A quick search for "T-Mobile data leak" provided numerous results to several instances. If this is their idea of "amazingly good" then yeah, I guess it is. After all "amazingly good" isn't exactly an empiric

T-Mobile security SUCKS!!!

[Locke2005]

Despite giving them instructions that all orders should use the password I selected, T-Mobile allowed some tweaker that stole my phone info out of my car to call their phone payment system and make 11 approximately 11 dollar payments to my account, each with a different stolen credit card number, presumably to test the numbers and see if they had been deactivated yet. I immediately called T-Mobile to inform them there had been a mistake, and other people's money had been deposited to my account, and they should reverse the transactions.
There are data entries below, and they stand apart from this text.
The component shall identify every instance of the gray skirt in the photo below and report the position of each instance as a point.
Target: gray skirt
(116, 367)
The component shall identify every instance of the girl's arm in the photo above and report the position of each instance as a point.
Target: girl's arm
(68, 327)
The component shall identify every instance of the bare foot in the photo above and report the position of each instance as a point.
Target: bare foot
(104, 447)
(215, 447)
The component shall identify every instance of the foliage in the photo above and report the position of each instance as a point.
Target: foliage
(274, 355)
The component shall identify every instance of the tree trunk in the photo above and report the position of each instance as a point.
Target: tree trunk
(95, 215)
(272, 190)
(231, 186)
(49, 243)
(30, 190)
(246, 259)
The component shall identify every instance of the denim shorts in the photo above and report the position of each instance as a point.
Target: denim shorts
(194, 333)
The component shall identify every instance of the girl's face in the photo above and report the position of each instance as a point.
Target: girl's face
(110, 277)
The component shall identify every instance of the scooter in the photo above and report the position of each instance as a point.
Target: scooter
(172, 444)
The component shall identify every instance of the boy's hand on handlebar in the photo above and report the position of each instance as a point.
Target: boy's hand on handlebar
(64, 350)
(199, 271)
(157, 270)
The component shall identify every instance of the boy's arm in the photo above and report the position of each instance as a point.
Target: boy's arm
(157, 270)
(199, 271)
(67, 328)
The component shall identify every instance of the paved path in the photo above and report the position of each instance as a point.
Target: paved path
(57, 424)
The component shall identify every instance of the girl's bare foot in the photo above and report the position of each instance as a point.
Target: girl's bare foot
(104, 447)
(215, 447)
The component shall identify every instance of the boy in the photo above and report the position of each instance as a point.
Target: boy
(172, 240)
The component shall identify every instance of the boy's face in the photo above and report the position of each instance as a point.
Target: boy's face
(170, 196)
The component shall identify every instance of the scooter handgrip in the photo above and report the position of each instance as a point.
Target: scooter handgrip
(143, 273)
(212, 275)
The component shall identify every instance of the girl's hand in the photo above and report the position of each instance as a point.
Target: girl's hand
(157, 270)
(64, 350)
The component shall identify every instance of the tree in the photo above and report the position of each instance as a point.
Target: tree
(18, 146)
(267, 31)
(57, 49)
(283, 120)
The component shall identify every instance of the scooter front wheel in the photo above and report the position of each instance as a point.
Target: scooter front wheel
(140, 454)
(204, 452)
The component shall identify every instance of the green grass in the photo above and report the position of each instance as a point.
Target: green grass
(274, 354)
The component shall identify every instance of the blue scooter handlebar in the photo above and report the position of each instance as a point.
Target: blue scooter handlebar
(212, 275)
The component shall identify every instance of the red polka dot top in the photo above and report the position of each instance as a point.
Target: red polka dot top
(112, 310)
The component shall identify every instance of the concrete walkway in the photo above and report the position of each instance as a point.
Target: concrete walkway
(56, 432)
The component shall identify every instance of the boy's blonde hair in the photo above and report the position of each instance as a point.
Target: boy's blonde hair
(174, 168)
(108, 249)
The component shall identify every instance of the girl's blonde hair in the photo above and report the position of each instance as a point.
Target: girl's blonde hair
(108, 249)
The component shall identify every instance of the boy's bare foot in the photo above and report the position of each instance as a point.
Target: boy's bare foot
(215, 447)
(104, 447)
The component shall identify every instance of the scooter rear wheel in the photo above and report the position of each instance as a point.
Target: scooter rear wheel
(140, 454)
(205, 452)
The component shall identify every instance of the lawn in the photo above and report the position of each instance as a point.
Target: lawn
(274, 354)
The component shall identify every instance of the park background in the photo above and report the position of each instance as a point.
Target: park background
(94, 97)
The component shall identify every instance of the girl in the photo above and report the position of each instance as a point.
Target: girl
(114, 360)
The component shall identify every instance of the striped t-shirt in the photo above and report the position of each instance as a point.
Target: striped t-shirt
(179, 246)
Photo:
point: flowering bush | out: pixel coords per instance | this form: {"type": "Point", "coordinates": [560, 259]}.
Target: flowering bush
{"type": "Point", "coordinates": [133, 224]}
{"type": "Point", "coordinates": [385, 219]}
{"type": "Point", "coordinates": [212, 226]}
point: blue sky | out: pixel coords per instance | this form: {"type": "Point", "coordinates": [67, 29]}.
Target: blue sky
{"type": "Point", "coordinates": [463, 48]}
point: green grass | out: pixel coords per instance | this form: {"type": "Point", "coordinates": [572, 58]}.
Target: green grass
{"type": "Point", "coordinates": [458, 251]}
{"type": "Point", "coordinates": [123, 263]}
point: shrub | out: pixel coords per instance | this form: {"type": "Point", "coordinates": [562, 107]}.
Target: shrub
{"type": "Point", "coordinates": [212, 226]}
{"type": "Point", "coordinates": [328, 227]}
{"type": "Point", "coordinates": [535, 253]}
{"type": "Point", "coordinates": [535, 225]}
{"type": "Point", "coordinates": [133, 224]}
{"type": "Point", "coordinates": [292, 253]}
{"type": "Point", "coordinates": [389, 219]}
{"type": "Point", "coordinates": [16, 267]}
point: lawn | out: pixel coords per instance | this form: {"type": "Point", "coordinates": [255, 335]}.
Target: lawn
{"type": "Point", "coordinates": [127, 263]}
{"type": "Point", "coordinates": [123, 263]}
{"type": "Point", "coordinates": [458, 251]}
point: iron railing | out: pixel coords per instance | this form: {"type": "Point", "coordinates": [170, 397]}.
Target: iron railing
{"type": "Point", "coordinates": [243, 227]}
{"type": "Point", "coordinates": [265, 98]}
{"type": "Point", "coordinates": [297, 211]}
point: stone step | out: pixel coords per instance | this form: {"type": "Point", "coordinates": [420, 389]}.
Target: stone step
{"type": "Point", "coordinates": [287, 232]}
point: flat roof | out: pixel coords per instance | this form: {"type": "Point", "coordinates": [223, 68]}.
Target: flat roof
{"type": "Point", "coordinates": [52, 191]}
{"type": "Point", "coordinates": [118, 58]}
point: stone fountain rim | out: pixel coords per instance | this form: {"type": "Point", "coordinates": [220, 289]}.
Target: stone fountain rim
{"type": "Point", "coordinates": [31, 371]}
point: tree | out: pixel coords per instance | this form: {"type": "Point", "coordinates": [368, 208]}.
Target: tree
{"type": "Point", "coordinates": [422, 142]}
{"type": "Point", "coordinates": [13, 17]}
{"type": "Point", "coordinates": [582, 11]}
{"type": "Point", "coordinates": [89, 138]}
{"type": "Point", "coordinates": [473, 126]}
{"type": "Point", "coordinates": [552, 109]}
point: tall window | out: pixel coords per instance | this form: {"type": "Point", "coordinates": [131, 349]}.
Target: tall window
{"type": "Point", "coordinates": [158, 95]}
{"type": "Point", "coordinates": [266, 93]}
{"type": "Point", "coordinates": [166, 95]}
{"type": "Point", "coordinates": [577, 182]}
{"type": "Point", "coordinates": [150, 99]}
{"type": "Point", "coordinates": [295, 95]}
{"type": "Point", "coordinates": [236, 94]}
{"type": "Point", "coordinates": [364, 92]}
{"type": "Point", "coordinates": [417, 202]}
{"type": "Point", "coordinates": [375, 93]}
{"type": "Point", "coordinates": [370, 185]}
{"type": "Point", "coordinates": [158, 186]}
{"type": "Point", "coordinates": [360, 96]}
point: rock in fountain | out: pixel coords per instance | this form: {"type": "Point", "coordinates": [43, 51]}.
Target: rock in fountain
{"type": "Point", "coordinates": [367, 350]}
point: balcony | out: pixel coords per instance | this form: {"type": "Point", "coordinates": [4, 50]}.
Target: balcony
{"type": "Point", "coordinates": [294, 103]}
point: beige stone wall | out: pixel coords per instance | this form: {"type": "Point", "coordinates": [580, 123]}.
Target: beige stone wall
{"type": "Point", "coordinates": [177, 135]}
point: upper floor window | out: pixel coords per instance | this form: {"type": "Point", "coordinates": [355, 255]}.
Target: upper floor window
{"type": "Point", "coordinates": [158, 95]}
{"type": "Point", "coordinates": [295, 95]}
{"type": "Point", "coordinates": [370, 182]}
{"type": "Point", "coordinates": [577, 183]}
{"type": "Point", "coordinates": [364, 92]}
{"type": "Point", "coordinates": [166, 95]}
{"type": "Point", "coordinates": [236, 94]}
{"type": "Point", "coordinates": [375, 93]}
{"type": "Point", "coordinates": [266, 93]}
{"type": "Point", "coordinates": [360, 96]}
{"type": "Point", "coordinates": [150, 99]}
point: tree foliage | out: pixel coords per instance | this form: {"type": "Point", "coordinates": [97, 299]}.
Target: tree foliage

They're response? "We can't do anything about those transactions until the card owner complains to us, and we can't even tell you any information about the accounts used for the payments because of privacy!" Seriously??? Of course, as the card holders noticed the fraudulent transactions, T-Mobile started fining me $35 for each transaction that didn't go through, then insisted that all payments be made IN CASH in person at a T-Mobile store since they couldn't trust me after all those payments I made didn't go through! That was after their customer support insisted the problem was with my bank and I needed to clear it up with my bank despite my repeatedly telling him none of the bad transactions were made from my account. He then made a note on my account saying "customer refused to cooperate" and hung up on me. So I switched to AT&T.

Re:

[Locke2005]

Yeah, that was another incident, when one of my credit card companies posted an unauthorized charge. "The charge was for a product delivered to an address on the east coast, but we can't tell you what address it was delivered too." Uh... you wan't me to pay for something, but you can't give me any details about the order? Sure, protecting yourself from liability when somebody decided to take justice into their own hands is more important that helping fix the problem of credit card fraud. (For the record, th

A fix

[joemck]

Now that we know they store the first 4 characters in plaintext, we can work around this easily enough. Simply put 1234 at the start of whatever password you want to use, and you'll have the same security as you would without the idiocy or the 1234.